Monster-Truck-Shows sind etwas sehr Amerikanisches. In den USA stimmt das Publikum die Nationalhymne an, bevor die Motore aufheulen. Doch auch in Europa haben die Shows eine grosse Fangemeinde, obwohl das Zelebrieren von methanolgetriebener Kraftmeierei und qualmenden Auspuffrohren so gar nicht dem Zeitgeist entspricht.

Die Trucks walzen mit Lust Autos platt, vollführen Rückwärtssalti und rasen mit Geschwindigkeiten von bis zu 110 Kilometern pro Stunde über die Offroad-Strecke. Vier Millionen Zuschauerinnen und Zuschauer wollen das jedes Jahr sehen.
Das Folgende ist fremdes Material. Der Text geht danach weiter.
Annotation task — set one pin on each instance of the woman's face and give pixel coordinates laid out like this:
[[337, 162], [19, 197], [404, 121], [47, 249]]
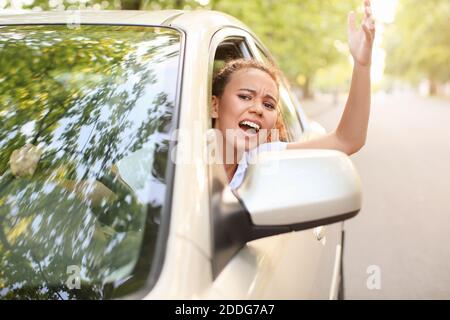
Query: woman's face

Nun sollen der «Megalodon» und seine Gefährten – sie tragen Namen wie «Grave Digger», «El Toro Loco» oder «Alien Invasion» – nach Zürich kommen: Am Wochenende vom 20.April sind insgesamt vier Shows im Hallenstadion angekündigt. Angepriesen werden sie als «Motorsporterlebnis für die ganze Familie», Babys auf dem Schoss der Eltern dürfen gratis mit.

Ganz unproblematisch scheinen die Shows aber nicht zu sein. In Hamburg ist es am letzten Wochenende zu einem Zwischenfall gekommen: Die Show wurde abgebrochen, nachdem in der Halle zu hohe Abgaswerte festgestellt worden waren. Ein elfjähriger Bub musste wegen einer Kohlenmonoxidvergiftung ins Spital gebracht werden. Zwei weitere geplante Veranstaltungen in Hamburg wurden abgesagt.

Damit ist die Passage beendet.